Lifting the corporate veil
It continues to be one of the most litigated and most discussed doctrines in all of corporate law. This separation of the corporation and its members, which is sometimes, referred to by the phrase ” The veil of incorporation”. The veil creates a separate, legally recognized corporate entity and shields the people behind the corporation from personal liability. In the Salomon case, arising that members are not liable for the debts of the company and this may change the mentality of people that believe always are not legally responsible. The courts will break through the corporate shell and apply the principle of lifting or piercing the corporate veil. The judge can lift the veil in order to look behind of them and to discover the real situation. The motive of those behind the alleged facade is often a determining factor in the outcome of the case. The terms lifting and piercing behind the veil are also regularly used. In Salomon case, the court has been prepared to go behind the corporate veil but did not find something illegal as a result to legitimately claim money for the debentures.
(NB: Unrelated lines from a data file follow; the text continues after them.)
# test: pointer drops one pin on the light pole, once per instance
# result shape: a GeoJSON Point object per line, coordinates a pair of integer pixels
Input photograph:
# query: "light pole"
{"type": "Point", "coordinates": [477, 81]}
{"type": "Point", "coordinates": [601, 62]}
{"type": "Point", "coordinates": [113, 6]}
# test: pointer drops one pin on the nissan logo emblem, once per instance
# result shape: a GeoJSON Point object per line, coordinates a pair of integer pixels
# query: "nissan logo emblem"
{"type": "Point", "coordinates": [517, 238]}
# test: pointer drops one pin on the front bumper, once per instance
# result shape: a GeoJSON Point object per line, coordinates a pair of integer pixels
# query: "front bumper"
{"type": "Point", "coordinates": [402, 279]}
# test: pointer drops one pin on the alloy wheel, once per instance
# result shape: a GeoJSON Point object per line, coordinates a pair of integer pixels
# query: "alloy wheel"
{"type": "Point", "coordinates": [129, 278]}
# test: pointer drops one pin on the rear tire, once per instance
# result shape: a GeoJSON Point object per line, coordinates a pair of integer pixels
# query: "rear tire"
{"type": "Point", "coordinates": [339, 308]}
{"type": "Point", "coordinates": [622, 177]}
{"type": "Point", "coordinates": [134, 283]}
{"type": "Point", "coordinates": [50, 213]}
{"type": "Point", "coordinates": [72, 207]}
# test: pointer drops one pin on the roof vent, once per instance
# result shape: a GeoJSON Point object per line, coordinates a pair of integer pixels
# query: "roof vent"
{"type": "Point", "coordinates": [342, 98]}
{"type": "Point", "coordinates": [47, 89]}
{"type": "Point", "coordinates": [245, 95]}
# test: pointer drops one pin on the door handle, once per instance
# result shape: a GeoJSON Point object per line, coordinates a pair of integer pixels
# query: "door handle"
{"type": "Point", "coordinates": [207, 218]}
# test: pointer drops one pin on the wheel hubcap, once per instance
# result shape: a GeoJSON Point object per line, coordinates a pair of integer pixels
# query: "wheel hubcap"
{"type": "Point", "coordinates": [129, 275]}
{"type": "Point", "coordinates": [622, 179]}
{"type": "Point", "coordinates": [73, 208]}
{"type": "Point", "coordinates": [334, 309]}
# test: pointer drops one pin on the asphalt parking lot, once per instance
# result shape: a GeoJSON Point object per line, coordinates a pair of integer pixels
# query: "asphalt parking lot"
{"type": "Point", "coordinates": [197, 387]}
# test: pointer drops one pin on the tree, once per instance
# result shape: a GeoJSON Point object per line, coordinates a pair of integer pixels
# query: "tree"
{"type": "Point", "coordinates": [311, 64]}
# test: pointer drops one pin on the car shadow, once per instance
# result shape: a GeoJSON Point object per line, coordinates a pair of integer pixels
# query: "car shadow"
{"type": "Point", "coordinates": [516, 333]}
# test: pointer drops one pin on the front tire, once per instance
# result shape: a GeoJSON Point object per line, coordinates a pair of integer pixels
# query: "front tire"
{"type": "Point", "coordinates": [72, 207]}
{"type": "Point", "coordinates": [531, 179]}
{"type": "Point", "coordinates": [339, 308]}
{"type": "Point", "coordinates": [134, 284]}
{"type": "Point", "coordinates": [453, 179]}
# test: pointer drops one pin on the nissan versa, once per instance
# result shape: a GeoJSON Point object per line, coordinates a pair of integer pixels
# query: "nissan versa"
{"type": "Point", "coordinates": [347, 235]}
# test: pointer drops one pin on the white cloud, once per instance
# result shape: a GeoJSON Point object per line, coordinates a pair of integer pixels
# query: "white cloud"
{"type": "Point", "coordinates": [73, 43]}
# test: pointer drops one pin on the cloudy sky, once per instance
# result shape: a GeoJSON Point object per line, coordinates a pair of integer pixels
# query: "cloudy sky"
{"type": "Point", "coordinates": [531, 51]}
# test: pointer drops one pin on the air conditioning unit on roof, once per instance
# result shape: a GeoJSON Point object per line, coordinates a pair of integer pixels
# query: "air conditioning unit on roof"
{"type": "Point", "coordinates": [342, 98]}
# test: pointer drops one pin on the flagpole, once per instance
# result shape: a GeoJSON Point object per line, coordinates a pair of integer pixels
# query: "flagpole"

Littlewoods Mail order Ltd v Inland Revenue Commissioners [1969], the court removes the corporate veil to find the real situation which according the Lord Denning reject that group of companies was a single entity.
Circumstances
In view of the difficulty in conceptualising what amounts to a facade some academics offered a number of alternative definitions. The law in order to prevent fraud and torts adopted the lifting the corporate veil. There are different circumstances that courts lift the corporate veil. One of the earlier instances where the Court pierced the corporate veil was in the case of Gilford v Horne [19330] CH 935, which the company was formed for fraudulent purpose. Moreover, The court made it clear that if a group of companies was found to be a single economic unit, then it was justifiable to lift the corporate veil. This is illustrated by Adams v Cape Plc [1990] CH 433. Another situation that the court is piercing the veil is when the company can be defined as an enemy to the public or national interest for instance in the case of Daimler Co. v Continental Tyre Co Ltd [1916] AC 307. In conditions that the major shareholders apply their power to direct the other members to decide the undesirable because of the little influence in the decision making as happened in the case of Re Bugle Press [1961] CH 270. The avoidance of legal obligations is a usual phenomenon which court piercing the veil. Jones v Lipman [1962] 1 All ER 442, is one example of this circumstance. Conclusion – WIPLimited liability clearly encourages investments as the member’s risk is minimised. Risk taking is easier for members as a result of knowledge that will not lose their personal fortune.